BILLIONS are watching the Queen’s funeral, which is being attended by the Royal Family and leaders from around the world.
The momentous occasion is being aired on several channels, including BBC, ITV and Sky, however Channel 5 has taken a different approach.
Instead of showing the Queen’s funeral, the channel is instead airing The Emoji Movie, followed by Stuart Little and Ice Age.
Many parents have taken to Twitter to praise the channel for sharing family-friendly entertainment, given many schools have closed today for the bank holiday.
One person said: “To be fair, it’s good to see them doing something like this.
“Most families will have 2 TVs so adults can watch it and children watch the film.
“It’s a shame BBC aren’t doing something similar with BBC3.”
Another added that they “don’t understand the criticism of Channel 5 for showing The Emoji Movie during the queen’s funeral.”
They explained: “What are kids of families who don’t have paid TV/streaming supposed to do otherwise, sit and watch people in suits look overly sad for six hours?”

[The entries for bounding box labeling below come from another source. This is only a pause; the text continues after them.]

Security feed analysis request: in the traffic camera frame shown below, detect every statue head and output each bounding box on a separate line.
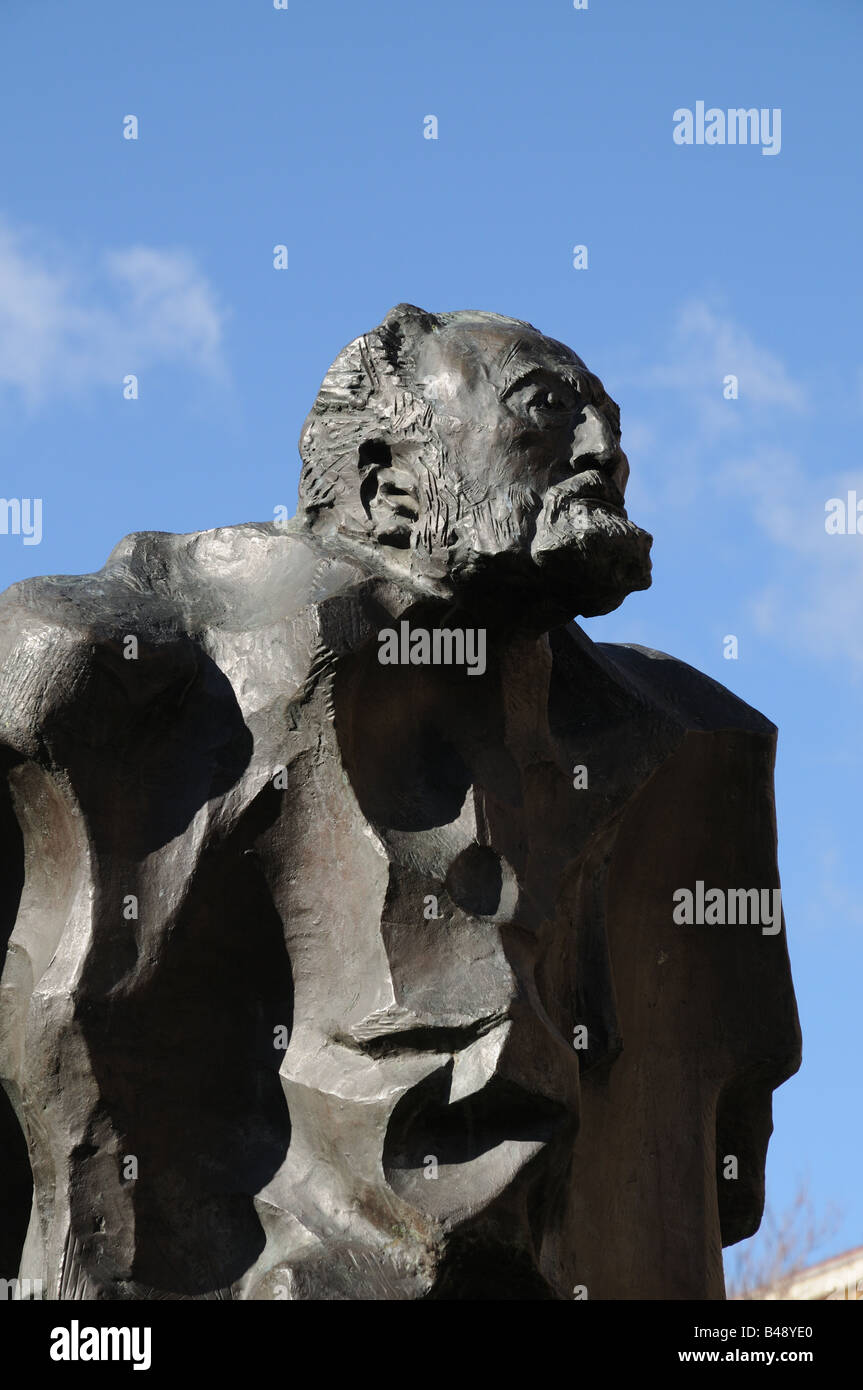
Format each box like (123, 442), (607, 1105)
(300, 304), (652, 626)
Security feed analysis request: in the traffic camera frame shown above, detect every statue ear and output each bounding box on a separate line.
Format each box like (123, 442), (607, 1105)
(357, 438), (420, 550)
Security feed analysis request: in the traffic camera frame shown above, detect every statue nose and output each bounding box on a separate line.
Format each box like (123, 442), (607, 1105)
(571, 406), (630, 492)
(573, 406), (620, 471)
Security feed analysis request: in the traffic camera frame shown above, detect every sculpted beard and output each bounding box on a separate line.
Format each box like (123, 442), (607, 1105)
(425, 477), (653, 617)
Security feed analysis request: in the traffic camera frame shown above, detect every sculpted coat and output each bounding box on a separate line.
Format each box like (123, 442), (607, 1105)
(0, 306), (799, 1300)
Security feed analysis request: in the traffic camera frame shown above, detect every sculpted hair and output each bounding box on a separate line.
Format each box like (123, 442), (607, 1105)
(299, 304), (536, 550)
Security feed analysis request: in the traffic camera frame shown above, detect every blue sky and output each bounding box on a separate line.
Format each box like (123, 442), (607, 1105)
(0, 0), (863, 1278)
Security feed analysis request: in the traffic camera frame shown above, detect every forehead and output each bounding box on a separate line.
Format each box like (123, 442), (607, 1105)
(417, 320), (586, 396)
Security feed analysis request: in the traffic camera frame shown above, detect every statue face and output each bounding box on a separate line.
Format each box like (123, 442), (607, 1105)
(416, 314), (652, 620)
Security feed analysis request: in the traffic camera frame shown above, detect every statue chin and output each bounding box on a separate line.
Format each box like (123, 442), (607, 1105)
(436, 507), (653, 631)
(531, 506), (653, 617)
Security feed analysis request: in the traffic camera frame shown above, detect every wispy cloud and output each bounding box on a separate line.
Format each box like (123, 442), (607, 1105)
(624, 300), (863, 674)
(0, 224), (225, 406)
(646, 299), (805, 420)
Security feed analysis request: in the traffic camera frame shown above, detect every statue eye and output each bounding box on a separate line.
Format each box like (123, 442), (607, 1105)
(527, 386), (573, 410)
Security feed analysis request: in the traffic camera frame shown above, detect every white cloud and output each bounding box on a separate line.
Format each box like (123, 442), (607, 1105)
(639, 299), (805, 420)
(0, 225), (225, 406)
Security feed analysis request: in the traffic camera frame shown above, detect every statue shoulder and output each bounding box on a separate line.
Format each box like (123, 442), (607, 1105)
(598, 642), (777, 738)
(549, 623), (777, 739)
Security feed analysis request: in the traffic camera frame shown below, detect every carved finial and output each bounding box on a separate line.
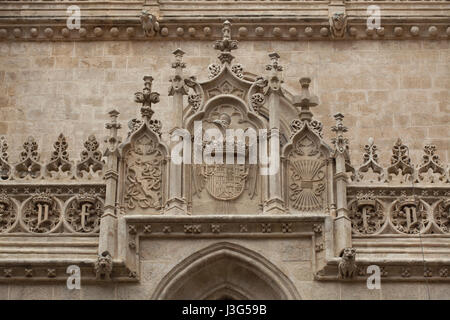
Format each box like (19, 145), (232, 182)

BBC One will stream live coverage throughout the day starting with BBC Breakfast.
BBC iPlayer is also offering a free online live-stream of the event.
Today, King Charles walked in solemn procession behind Her Majesty’s coffin, draped in the Royal Standard flag, and topped with her Crown, Orb and Sceptre.
He was accompanied by her other children Andrew, Anne and Edward, and grandchildren Princes William and Harry.
The family then took their seats alongside leaders from around the world to say goodbye to Britain’s longest-reigning monarch.
And they all appeared deeply moved by the big day, being watched by billions across the globe.
At several points, the King, James, Viscount Severn, and Sophie Wessex seemed to have tears in their eyes.
They then bowed their heads, faces stricken with grief, during a poignant two minute’s silence, followed by the national anthem.
Trumpeters then sounded Reveille before the slow procession out of the Abbey began.
It comes as…
Hundreds of thousands of mourners have lined the streets outside the Abbey for the service – the climax of what has been described as the biggest security operation the UK has ever seen.
Some dedicated royal fans have even been camping out since Friday to bag the best spots – and by 9am, all public viewing areas along the procession route were full.
They are all hoping to catch one last glimpse of Her Majesty before she makes her way from London to Windsor to be reunited with her husband Prince Philip, who died last year aged 99.
Billions more are tuning in from pubs, cinemas, outdoor big screens, cathedrals and their living rooms across the globe to experience the once-in-a-lifetime event – expected to be the most watched broadcast of all time.